Einfacher geht es kaum:

  • 1/2 Liter Apfelessig
  • 1/2 Liter Wasser

Die einfachste Mop-Sauce

Doch, es geht noch einfacher:

  • 1 Liter Apfelsaft

Folgende Saucen muss man vorab kochen. Man kann immer auch etwas mehr machen und in einem Glas ein paar Wochen im Kühlschrank aufbewahren. Für die Zubereitung jeweils die Zutaten in einen Topf geben und einmal aufkochen. Dann bei kleiner Hitze 10 Minuten köcheln lassen. Topf vom Herd nehmen und abkühlen lassen.
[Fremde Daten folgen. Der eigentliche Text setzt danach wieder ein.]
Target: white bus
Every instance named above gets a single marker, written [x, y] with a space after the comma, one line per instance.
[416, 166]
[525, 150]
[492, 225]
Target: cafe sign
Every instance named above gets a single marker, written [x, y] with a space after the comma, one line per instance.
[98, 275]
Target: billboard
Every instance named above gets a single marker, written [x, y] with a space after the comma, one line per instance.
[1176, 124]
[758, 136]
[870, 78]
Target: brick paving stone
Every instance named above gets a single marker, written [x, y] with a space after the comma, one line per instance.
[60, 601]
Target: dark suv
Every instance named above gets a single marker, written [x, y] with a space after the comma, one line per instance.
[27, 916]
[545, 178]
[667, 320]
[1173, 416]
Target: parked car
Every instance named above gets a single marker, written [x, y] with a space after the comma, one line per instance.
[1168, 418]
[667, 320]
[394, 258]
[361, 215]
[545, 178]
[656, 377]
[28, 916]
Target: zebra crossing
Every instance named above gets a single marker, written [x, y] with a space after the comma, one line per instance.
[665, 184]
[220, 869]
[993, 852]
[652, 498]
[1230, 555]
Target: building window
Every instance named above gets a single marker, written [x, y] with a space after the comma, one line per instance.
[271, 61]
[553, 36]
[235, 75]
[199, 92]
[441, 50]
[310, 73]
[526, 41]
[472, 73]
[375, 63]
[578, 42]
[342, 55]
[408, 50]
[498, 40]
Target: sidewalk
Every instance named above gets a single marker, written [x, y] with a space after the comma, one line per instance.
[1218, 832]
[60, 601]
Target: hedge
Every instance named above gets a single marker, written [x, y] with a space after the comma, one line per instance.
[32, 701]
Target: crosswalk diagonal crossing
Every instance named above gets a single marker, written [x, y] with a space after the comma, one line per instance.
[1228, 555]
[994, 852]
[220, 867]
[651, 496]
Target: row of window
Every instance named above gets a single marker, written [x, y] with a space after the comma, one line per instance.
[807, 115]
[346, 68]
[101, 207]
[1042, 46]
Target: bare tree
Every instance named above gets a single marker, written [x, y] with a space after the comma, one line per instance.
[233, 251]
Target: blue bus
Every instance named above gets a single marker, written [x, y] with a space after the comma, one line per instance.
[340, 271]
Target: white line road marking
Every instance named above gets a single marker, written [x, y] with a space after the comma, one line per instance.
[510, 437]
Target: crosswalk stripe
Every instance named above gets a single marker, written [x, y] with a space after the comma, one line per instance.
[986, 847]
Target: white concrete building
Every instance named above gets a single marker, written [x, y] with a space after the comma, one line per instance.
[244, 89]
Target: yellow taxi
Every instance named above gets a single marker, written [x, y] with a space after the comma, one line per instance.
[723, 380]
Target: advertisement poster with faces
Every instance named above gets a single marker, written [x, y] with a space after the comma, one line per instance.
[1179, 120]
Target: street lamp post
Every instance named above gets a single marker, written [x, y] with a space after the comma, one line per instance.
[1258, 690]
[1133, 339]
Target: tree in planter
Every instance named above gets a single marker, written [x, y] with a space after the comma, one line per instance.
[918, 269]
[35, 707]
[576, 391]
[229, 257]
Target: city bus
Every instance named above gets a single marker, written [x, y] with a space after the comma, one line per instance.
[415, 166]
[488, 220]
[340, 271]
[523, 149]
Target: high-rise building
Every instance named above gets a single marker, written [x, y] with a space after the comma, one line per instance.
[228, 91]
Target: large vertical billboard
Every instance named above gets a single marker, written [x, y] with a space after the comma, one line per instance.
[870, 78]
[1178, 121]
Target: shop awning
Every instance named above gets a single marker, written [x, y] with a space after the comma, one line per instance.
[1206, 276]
Die Sauce mit einem Sieb filtern.

Scharfe Mop-Sauce

  • Liter milder Weißweinessig
  • 1 TL Salz
  • 1 El Schwarzer Pfeffer
  • 1 EL Chiliflocken
  • Kleine, fein gehackte Zwiebel
  • 1 fein gehackte Pfefferschote

Die besten BBQ-Saucen – Kaufen und selber machen

Amerikanische Mop-Sauce

  • 300 ml Apfelessig
  • 200 ml Sojasauce
  • 100 ml Wasser
  • 200 ml Worcestershire Sauce
  • 4 EL scharfes Paprikapulver
  • 2 EL grobes Salz
  • 2 EL schwarzer Pfeffer
  • 2 EL Chilipulver
  • 2 EL Oregano
  • 1 EL Cayenne-Pfeffer
  • 1 EL Kreuzkümmel
  • 1 EL brauner Zucker

Texas Hillbilly Mop-Sauce

  • 200 ml Weißweinessig
  • 100 ml Olivenöl
  • 100 ml Worcestershire-Sauce
  • 50 ml Wasser
  • 2 Bio-Zitronen, heiß abgewaschen und halbiert
  • 2 EL scharfe Chilisauce
  • 6 zerstoßene Lorbeerblätter
  • 2 gepresste Knoblauchzehen
  • 1 EL scharfe Paprika
  • 1 El Chillipulver

Für welches Rezept man sich auch entscheidet, man sollte es mit dem Moppen nicht übertreiben. Weniger ist hier mehr.